Chyonne Kreltszheim is the principal consultant of CMA Learning Group, a learning solutions provider that helps clients do just that: effectively engage and influence their internal and external stakeholders to achieve outcomes. “We’ve trained thousands of people, and we regularly see people who embark on large projects without thinking about how to engage and motivate the people around them to support the massive effort required. They engage in short-term, reactive conversations instead of taking the time to proactively prepare for a more sustained and measured approach.
“They also tend to stay in their comfort zone – relying on their own preferred communication style instead of thinking about how their message is likely to be received and adapting their style to suit their audience. If people look at communication as a process that can be managed, they can focus on planning a strategy that will greatly increase the likelihood of getting the desired outcome.”
CMA’s influencing framework is grounded in the research-based negotiation principles pioneered at Harvard University. The framework relies on four key sources of influence, which are anchored by a clear and compelling vision.
This framework provides an excellent starting point for marketers embarking on an internal (intra-organisational) influencing campaign, an increasingly necessary precursor to the success of any externally focused marketing campaign.
Kreltszheim says to start with the heart. “Develop a clear, compelling vision that grabs the attention of your stakeholders across the company. They need to believe in the purpose and the objectives of the campaign before they’ll care about the details of the campaign. Focus on the ‘big picture’: What sort of experience do you want your customers to have and why is that experience important?”

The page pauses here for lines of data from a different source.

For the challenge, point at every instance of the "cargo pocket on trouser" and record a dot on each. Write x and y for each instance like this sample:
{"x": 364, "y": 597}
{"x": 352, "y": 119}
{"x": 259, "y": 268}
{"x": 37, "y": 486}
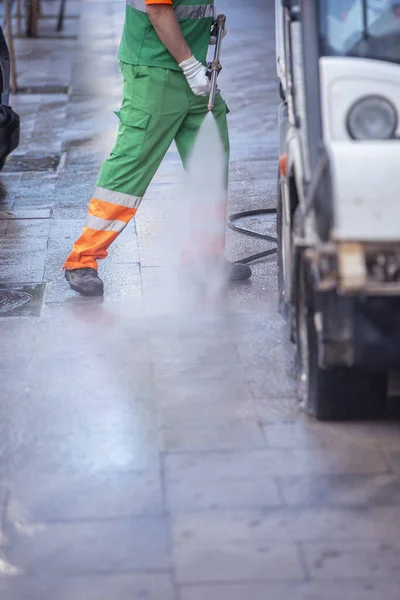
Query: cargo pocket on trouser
{"x": 132, "y": 132}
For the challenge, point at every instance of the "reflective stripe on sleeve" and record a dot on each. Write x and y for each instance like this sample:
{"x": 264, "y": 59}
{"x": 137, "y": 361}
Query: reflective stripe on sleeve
{"x": 117, "y": 198}
{"x": 99, "y": 224}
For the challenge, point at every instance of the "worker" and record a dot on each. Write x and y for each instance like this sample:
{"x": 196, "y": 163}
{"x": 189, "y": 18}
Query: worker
{"x": 162, "y": 57}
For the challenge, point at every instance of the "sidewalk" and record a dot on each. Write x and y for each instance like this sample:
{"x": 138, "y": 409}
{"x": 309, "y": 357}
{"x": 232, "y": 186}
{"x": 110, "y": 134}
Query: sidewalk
{"x": 146, "y": 455}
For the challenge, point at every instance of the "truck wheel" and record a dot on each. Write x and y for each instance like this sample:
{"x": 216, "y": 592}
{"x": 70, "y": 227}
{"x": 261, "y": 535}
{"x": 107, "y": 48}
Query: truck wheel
{"x": 283, "y": 305}
{"x": 334, "y": 393}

Once you’ve got their attention, use the four sources of influence to make sure they’re aligned with your campaign:
- Value. When people are asked to change their behaviour, the question running through their minds (whether they’re aware of it or not) is most likely: ‘What’s in it for me?’ Your ability to explain how the campaign personally benefits your stakeholders is extremely powerful, as it allows you to tap into their personal motivation. Take care when identifying benefits – remember that different people care about different things and are motivated by different drivers, so it pays to do your research to identify those drivers.
- Legitimacy. No one likes to make stupid decisions, so share any data, research or expert opinion that shows the ‘wisdom’ of implementing the change. Is there a case study that establishes the likelihood of your campaign’s success? Reliance on objective data removes reliance on individual likability or personal credibility and increases your stakeholders’ overall confidence in the change.
- Power. What is the cost of inaction? If your stakeholders don’t change their behaviour, what impact will it have on the effectiveness of the campaign? What effect will it have on your company’s bottom line? The ‘worst case scenario’ may motivate your stakeholders, but take care not to resort to heavy-handed scare tactics. When used effectively, this pillar amounts to sensible risk management.
- Relationship. Who can you use as a ‘champion for change’ in your company? Map your stakeholders and their attitudes towards the change you want them to make. Consider recruiting respected, passionate and positive stakeholders to promote your initiative, tapping into their web of influential relationships. Allow time to work on ‘converting’ those who may not be on board yet.
Employing a framework for interpersonal communication takes commitment, preparation and practice. And when a handful of strategic, well-planned internal conversations could end up multiplying the value of your service to your customer, and therefore creating longer lasting value for your company, this groundwork is definitely worth the investment. Promise.